Feminists often chant for the government to keep their laws off their body while simultaneously directing laws onto an ex husband's wallet and argue that it's only fair. Meanwhile, the man is committed to indentured servitude against his will in the form of child support.  If he refuses or fails to pay the court mandated child support, he can end up in prison.  Let that second fact sink in for a minute.  There's a lot of discussion about how privileged men are in society, but can anybody doubt the fact that the American woman is the most privileged group of people the world has ever known?

Women are the main drivers of divorce statistics.  This is likely because it's too costly for men to even attempt it regardless of whether or not he is satisfied with the marital arrangement.  He stands to lose too much in the deal for it to be worth it.

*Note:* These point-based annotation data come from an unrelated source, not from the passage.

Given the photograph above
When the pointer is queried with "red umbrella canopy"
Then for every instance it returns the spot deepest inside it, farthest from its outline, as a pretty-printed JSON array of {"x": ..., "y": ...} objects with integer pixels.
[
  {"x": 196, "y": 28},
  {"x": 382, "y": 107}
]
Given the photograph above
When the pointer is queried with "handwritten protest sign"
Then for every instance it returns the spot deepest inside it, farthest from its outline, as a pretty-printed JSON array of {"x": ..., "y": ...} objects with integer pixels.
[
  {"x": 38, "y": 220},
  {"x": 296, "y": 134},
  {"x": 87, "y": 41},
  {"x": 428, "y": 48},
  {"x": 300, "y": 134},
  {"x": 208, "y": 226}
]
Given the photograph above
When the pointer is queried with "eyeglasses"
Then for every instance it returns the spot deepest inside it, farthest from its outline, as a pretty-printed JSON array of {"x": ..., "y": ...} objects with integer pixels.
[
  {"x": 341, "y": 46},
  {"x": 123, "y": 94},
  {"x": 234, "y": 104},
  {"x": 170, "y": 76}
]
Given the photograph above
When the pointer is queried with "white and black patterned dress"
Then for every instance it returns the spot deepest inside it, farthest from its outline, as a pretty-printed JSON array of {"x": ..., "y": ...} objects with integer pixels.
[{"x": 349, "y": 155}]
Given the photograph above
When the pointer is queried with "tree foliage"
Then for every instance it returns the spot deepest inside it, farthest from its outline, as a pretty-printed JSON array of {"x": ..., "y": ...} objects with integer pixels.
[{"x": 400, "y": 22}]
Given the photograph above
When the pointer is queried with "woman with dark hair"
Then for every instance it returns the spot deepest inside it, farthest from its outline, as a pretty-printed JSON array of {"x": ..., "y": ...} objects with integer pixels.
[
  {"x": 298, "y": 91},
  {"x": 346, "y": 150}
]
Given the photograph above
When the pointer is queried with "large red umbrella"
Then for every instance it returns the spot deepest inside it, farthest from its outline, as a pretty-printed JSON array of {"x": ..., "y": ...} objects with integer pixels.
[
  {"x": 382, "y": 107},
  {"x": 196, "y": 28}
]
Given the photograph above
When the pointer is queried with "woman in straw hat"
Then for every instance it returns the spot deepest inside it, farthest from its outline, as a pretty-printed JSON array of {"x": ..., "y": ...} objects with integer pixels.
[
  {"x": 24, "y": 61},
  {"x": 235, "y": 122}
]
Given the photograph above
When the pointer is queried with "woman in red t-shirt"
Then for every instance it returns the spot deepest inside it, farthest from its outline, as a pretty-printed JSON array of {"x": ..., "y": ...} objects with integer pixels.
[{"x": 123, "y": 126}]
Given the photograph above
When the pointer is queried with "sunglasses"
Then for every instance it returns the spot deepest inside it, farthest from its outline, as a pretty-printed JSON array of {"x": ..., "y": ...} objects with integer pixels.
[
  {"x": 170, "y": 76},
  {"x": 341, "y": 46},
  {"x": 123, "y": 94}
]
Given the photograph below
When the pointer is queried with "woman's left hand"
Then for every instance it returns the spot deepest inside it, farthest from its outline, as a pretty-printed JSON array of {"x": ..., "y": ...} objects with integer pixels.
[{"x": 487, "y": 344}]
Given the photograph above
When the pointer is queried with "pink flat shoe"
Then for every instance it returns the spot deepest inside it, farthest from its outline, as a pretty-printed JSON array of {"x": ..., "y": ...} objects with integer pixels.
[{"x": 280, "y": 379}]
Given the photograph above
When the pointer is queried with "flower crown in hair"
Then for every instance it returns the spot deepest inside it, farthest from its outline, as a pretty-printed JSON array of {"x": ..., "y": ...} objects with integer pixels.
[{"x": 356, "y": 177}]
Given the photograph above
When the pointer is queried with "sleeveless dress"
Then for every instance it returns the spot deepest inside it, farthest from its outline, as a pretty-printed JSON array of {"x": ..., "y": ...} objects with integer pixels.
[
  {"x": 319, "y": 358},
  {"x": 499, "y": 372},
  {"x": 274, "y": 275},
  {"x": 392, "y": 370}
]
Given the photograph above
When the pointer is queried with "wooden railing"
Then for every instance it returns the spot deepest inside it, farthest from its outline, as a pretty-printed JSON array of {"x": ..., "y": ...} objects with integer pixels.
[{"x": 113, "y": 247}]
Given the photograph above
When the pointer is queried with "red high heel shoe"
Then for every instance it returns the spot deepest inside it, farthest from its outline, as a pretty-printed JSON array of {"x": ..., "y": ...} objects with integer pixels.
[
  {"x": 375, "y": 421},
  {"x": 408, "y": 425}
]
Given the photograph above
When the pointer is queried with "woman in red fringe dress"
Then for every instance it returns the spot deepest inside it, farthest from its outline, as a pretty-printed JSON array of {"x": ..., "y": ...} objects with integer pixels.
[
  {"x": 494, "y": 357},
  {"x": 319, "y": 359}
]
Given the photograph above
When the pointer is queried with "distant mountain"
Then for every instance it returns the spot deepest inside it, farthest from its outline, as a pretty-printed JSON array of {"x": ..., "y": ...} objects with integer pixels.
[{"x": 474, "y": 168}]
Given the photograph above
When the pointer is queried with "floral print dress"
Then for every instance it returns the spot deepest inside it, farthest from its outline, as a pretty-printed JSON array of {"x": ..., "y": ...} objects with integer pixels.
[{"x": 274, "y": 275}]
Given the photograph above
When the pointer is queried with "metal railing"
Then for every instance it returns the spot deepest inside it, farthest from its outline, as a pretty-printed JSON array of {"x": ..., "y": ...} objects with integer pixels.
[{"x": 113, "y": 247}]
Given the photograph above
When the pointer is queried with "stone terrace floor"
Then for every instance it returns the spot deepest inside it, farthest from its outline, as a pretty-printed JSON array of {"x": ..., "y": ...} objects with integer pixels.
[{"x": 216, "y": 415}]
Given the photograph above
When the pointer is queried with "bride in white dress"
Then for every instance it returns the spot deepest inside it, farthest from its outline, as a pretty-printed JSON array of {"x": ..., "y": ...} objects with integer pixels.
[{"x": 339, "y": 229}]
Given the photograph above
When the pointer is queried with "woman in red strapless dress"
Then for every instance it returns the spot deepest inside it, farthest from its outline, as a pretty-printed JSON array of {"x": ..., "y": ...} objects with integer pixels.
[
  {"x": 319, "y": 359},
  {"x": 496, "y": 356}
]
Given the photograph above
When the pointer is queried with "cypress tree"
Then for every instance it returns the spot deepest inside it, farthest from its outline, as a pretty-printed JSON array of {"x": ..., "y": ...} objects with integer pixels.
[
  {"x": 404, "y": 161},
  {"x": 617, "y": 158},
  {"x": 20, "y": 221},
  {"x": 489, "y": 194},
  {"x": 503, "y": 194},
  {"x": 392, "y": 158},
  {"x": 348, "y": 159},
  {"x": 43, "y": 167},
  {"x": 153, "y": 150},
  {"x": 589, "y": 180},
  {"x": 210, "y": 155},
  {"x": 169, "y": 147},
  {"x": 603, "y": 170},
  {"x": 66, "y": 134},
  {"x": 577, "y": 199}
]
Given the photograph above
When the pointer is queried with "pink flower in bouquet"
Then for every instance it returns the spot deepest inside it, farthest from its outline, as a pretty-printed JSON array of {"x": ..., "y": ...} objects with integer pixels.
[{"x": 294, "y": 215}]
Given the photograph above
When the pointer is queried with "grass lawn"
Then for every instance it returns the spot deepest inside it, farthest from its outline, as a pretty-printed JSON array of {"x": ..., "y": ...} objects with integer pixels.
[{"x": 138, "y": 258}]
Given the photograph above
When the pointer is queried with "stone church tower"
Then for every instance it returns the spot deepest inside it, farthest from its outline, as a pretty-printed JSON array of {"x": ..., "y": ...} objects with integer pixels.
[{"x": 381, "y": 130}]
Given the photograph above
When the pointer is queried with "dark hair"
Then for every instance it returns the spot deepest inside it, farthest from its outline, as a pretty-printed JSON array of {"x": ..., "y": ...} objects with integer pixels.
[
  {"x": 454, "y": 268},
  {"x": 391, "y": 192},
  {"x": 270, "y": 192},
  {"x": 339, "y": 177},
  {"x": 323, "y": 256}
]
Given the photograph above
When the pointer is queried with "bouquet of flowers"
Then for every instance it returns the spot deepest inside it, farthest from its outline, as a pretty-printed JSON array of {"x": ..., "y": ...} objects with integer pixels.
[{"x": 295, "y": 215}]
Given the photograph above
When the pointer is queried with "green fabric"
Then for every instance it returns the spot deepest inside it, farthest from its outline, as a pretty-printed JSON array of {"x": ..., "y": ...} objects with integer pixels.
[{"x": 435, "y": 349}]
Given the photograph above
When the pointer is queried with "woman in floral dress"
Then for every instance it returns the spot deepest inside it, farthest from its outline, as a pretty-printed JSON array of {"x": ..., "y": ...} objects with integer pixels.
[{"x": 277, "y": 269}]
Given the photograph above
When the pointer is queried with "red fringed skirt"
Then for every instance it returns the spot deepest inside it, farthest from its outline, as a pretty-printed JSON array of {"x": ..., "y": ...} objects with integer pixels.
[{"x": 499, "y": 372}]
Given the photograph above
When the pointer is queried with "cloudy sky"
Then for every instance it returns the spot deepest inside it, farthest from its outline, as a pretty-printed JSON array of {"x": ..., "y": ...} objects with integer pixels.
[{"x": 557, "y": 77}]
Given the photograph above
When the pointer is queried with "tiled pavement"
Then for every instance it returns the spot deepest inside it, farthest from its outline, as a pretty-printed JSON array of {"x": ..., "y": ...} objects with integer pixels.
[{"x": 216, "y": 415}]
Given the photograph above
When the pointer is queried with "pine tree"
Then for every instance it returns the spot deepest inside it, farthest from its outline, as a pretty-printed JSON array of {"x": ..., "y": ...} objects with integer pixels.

As they say, "It's cheaper to keep 'er! " Statistics vary by region but roughly 60-70% of divorces are initiated by women.  The rate of divorce declines among higher economic class and education, but women file in 9 out of every 10 of these divorces.  At first this is a puzzling observation considering that a woman's economic standing tends to decline after divorce.  Why would she attempt it?  A study conducted by researchers from the University of North Carolina summarizes and analyzes many divorce statistics by region and have concluded that presumed custody of the children was the most influential factor in determining whether or not any given spouse will file.  This is a nice gender-neutral way of saying that wives will have a greater tendency of divorcing because they have a lot less to lose during the act than a man will.  A settlement that includes child custody, alimony, child support and continued residence in the marital home are virtually guaranteed for women in any divorce proceedings.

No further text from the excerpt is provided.